New research reveals the use of supplemental ultrasound with mammography offers significantly higher sensitivity, abnormal interpretation rate (AIR) and cancer detection rate (CDR) for women with dense breasts in contrast to the combination of mammography and adjunctive artificial intelligence (AI)
For the retrospective study, recently published in Radiology, researchers compared mammography alone, a combination of mammography and AI (Lunit Insight MMG, version 1.1.7.1, Lunit) and a combination of mammography and handheld, whole breast ultrasound for breast cancer detection in 5,707 asymptomatic women (mean age of 52.4) with dense breasts. There was a total of 33 cases of breast cancer, according to the study.
The study authors found that the combination of supplemental breast ultrasound and mammography had a 97 percent sensitivity rate for breast cancer in comparison to 60.6 percent for the combination of mammography and AI. The use of supplemental ultrasound also had a higher AIR percentage (22.9 percent vs. 5 percent) and CDR (5.6 vs. 3.5 per 1,000 exams) in contrast to adjunctive AI.
“Supplemental (ultrasound) helped detect 12 additional cancers (six invasive cancers and six ductal carcinomas in situ) that were undetected using mammography and AI. AI may help radiologists interpret screening mammography, but it cannot fully compensate for its low sensitivity in women with dense breasts,” wrote lead study author Su Min Ha, M.D., who is affiliated with the Department of Radiology at Seoul National University Hospital in Seoul, Korea, and colleagues.
While adjunctive AI and mammography did offer a significantly higher specificity rate in comparison to the use of supplemental breast ultrasound (95.3 percent vs. 77.6 percent), the researchers found the combination of ultrasound and mammography was more adept at detecting smaller, early node-negative breast cancer in women with dense breasts.
Out of the 12 cases of breast cancer missed by adjunctive AI and detected with supplemental ultrasound, half of the cases involved ductal carcinoma in situ (DCIS) and five cases were stage 1 invasive cancer. The researchers also noted the average size of the additional cancer lesions detected with supplemental ultrasound was 0.3 cm2 in comparison to 1.0 cm2 for mammography/AI detected breast cancer lesions.
“ … From an early cancer detection standpoint, offering supplemental breast (ultrasound) for women with dense breasts, even after a negative assessment according to AI, could be a method to reduce the number of interval cancers,” posited Ha and colleagues.
Three Key Takeaways
1. Higher sensitivity with ultrasound. The combination of supplemental breast ultrasound and mammography significantly improves the sensitivity rate for breast cancer detection (97 percent) compared to the combination of mammography and adjunctive AI (60.6 percent) in women with dense breasts.
2. Detection of additional cancers.
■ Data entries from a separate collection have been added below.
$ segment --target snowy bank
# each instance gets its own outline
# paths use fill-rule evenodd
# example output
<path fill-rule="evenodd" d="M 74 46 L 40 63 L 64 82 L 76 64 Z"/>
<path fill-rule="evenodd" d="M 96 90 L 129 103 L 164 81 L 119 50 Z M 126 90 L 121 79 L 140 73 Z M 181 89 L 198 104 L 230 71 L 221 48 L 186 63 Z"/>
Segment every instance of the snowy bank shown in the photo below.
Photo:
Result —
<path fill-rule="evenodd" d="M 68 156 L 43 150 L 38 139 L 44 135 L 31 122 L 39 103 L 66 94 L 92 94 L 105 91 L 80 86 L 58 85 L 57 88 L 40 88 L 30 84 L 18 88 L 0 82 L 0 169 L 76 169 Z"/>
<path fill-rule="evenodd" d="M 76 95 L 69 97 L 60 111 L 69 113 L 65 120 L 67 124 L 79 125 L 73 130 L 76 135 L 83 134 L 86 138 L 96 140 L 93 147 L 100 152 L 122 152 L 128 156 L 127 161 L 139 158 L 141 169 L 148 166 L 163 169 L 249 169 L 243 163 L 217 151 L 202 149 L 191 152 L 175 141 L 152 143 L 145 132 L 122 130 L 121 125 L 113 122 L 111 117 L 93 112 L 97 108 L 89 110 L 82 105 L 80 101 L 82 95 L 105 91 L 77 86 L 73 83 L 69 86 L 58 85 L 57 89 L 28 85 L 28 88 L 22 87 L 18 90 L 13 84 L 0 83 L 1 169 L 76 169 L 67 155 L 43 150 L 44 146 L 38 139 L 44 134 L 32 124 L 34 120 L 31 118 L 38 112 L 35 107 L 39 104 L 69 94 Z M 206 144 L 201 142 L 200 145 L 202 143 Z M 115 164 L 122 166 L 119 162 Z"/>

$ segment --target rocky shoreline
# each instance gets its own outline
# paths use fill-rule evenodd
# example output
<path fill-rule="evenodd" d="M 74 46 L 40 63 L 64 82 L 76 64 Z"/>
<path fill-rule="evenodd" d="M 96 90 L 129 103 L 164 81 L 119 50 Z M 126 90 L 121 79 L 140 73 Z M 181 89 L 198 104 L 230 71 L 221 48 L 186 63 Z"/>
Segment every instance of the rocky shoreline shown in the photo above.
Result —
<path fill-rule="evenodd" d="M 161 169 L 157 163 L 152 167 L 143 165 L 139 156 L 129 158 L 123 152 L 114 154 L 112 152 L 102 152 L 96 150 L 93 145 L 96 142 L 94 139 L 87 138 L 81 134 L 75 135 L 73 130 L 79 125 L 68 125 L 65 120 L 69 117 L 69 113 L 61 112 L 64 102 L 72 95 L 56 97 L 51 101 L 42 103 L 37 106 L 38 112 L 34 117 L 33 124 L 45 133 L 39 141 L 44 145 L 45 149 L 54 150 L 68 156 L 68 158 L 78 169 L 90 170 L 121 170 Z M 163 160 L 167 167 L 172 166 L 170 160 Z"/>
Supplemental ultrasound helped detect additional cancers, including smaller and early-stage breast cancers that mammography with AI missed. This included 12 additional cancers, with half being ductal carcinoma in situ (DCIS) and five cases of stage 1 invasive cancers.
3. Higher abnormal interpretation rate (AIR) and cancer detection rate (CDR). The use of supplemental ultrasound had a higher AIR percentage (22.9 percent vs. 5 percent) and CDR (5.6 vs. 3.5 per 1,000 exams) compared to adjunctive AI, indicating improved cancer detection capabilities, despite adjunctive AI offering higher specificity (95.3 percent vs. 77.6 percent).
In an accompanying editorial, Gary J. Whitman, M.D., and Stamatia V. Destounis, M.D., noted that AI can play a key role in breast cancer screening. However, based upon the recent literature and the current study findings, they emphasized caution with the use of AI in women with dense breasts and further research.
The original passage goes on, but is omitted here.